Algiers–Algeria’s rail network was at a standstill on Tuesday because of an indefinite strike by railways workers demanding a pay rise, in a fresh sign of social tensions in the energy-exporting North African country.
In the past six months, mounting public anger over rising prices, unemployment and poor housing has led to a wave of strikes. Doctors, teachers, public servants and industrial workers have launched industrial action demanding pay rises.
Algeria does not use its railway network to export oil or oil products and there was no sign that exports were affected.
According to witnesses and media reports, 100 percent of trains scheduled for Tuesday were cancelled, and the major stations in the capital, Hussein Dey and Agha were closed.
“We will continue the strike. We won’t stop as long as our demands are not dealt with,” Abdelghani, a railway worker who did not want his family name published, told Reuters.
The estimated 10,000 employees of the state owned SNTF railway network are demanding an increase in wages and benefits. Management quoted by Algerian media said the firm was suffering a financial crisis and could not increase wages.
Algeria has large cash reserves from oil and gas exports, and the government has provided substantial pay increases to public sector workers. But workers frequently complain that high inflation cancels out the increases.

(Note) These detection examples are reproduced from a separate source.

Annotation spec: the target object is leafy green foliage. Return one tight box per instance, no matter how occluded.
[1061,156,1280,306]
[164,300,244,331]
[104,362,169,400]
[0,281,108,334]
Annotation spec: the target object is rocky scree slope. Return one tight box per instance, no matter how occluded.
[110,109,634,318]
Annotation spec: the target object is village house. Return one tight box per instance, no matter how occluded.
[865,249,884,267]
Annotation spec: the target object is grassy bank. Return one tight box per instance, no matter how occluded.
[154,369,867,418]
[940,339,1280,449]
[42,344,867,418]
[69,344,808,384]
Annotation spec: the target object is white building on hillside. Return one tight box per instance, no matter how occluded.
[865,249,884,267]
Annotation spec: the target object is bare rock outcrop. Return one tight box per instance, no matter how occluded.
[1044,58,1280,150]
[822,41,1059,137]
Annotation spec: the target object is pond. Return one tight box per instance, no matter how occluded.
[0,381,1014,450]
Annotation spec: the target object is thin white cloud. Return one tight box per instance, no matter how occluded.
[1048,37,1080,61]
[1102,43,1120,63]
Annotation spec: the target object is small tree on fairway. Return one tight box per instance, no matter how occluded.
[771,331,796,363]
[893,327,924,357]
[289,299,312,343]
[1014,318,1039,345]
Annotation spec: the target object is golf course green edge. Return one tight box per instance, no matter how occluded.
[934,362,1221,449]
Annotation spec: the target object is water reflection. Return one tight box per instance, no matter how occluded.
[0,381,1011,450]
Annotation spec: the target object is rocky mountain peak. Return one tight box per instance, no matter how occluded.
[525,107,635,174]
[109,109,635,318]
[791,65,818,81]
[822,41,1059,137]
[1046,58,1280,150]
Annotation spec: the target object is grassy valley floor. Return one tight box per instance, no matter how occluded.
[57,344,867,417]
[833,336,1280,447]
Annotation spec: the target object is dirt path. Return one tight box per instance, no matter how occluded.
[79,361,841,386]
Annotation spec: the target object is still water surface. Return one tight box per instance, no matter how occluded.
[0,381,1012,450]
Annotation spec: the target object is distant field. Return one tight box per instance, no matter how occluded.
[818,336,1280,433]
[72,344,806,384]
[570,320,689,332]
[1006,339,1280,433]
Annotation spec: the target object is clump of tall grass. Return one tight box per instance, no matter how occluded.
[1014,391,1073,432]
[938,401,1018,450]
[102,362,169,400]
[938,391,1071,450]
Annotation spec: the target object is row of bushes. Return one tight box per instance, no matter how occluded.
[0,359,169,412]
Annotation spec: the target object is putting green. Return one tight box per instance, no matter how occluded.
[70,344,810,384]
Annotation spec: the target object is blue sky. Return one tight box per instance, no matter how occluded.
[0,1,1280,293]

Consumer price inflation in OPEC member Algeria, Africa’s fourth-biggest economy, was 5.7 percent last year against 4.4 percent in 2008, according to official figures.
The railway strike, which was in its third day on Tuesday, was causing major disruption for commuters.
“I usually take the 7:10 a.m. train from Corso (50 km east of the capital) to Algiers, but since the beginning of the strike I have been taking the bus,” Salima, who works for a private firm in Algiers, told Reuters.